Barbara Petronio, romana, 49 anni, è la prima showrunner d’Italia. Sceneggiatrice ma soprattutto firma responsabile a capo del progetto: i suoi omologhi, negli Stati Uniti, sono in prima fila nello sciopero degli sceneggiatori. Ma in Italia “far riconoscere il ruolo dello showrunner è sempre stata la mia battaglia solitaria”. Showrunner della serie in uscita Uonderbois per Disney+, autrice di Romanzo Criminale, Suburra e Diavoli, produttrice esecutiva (la sua società è la Bullet Point) e sceneggiatrice anche al cinema per Stefano Sollima (ACAB) e Edoardo De Angelis (Indivisibili), per Petronio il problema degli sceneggiatori italiani è, soprattutto, la qualità. Che troppo spesso, nelle nostre serie, manca.
Lo sciopero degli sceneggiatori USA e il disagio degli autori italiani: cosa avete in comune?
La loro battaglia si fonda sulla salvaguardia della qualità e del talento dello scrittore, che deve essere remunerato.

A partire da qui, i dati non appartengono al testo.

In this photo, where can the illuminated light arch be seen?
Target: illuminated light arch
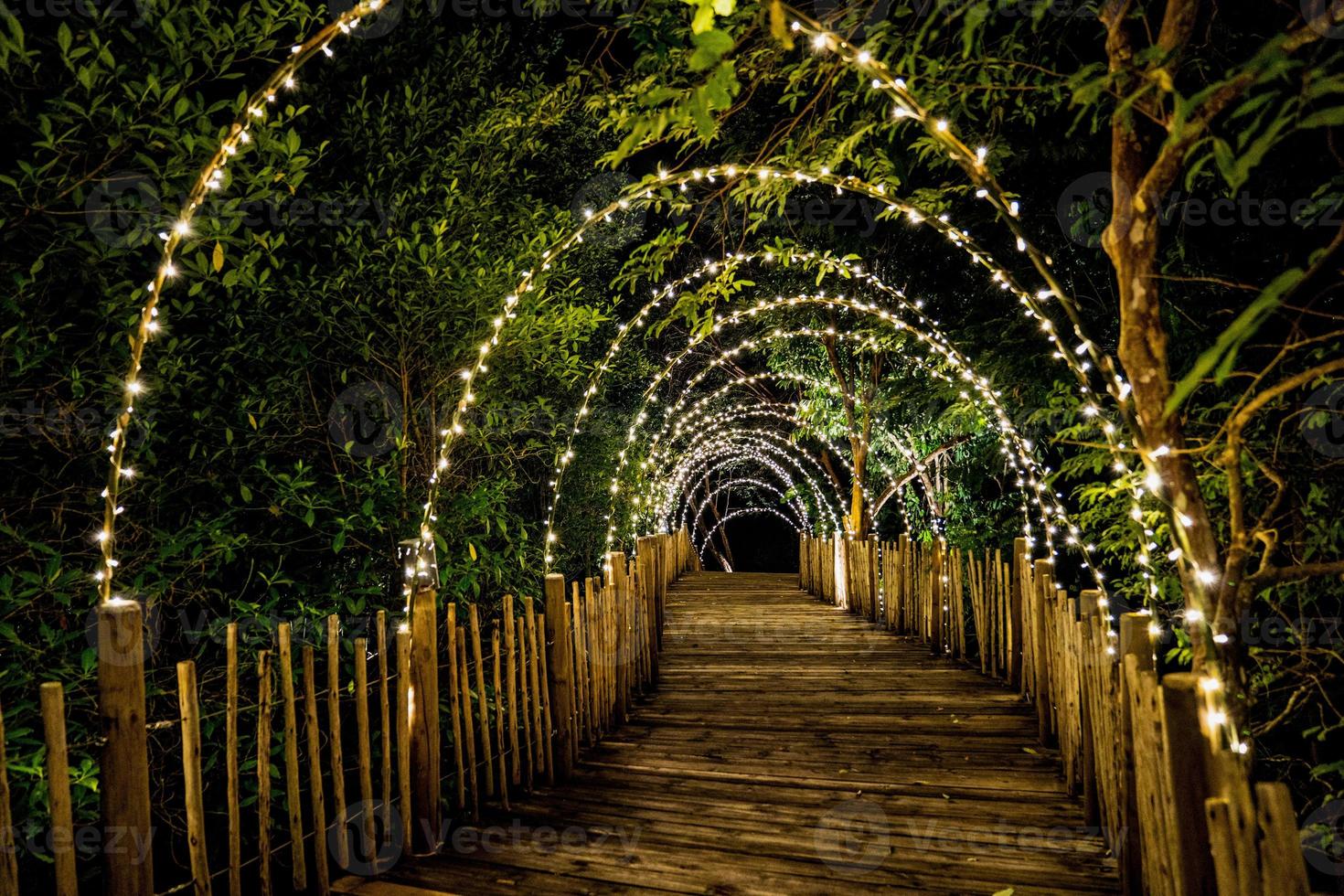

E su questo siamo tutti d’accordo.
Differenze?
Il sistema produttivo italiano è molto diverso da quello statunitense. Le rivendicazioni degli italiani sono anni luce indietro: mentre noi dobbiamo ancora vedere riconosciuto il nostro ruolo nella creazione di un prodotto, gli americani fanno una battaglia per riavere indietro un diritto già acquisito, e disconosciuto negli ultimi anni dalle piattaforme.
In che senso siamo indietro?
Prendiamo le cosiddette “writers room”, le stanze in cui si riuniscono gli sceneggiatori per scrivere una serie, quelle che hanno dato vita a tutti gli show di maggior successo da Breaking Bad in poi. In America si lotta perché le writers room sono state ridotte nel numero di personale: da venti scrittori sono rimasti in tre, pagati soltanto quando e se l’opera viene prodotta. Da noi siamo ancora alle basi: se chiedi una writers room di persone che ti aiutino a sviluppare creativamente e con competenza un progetto, la risposta è sempre no.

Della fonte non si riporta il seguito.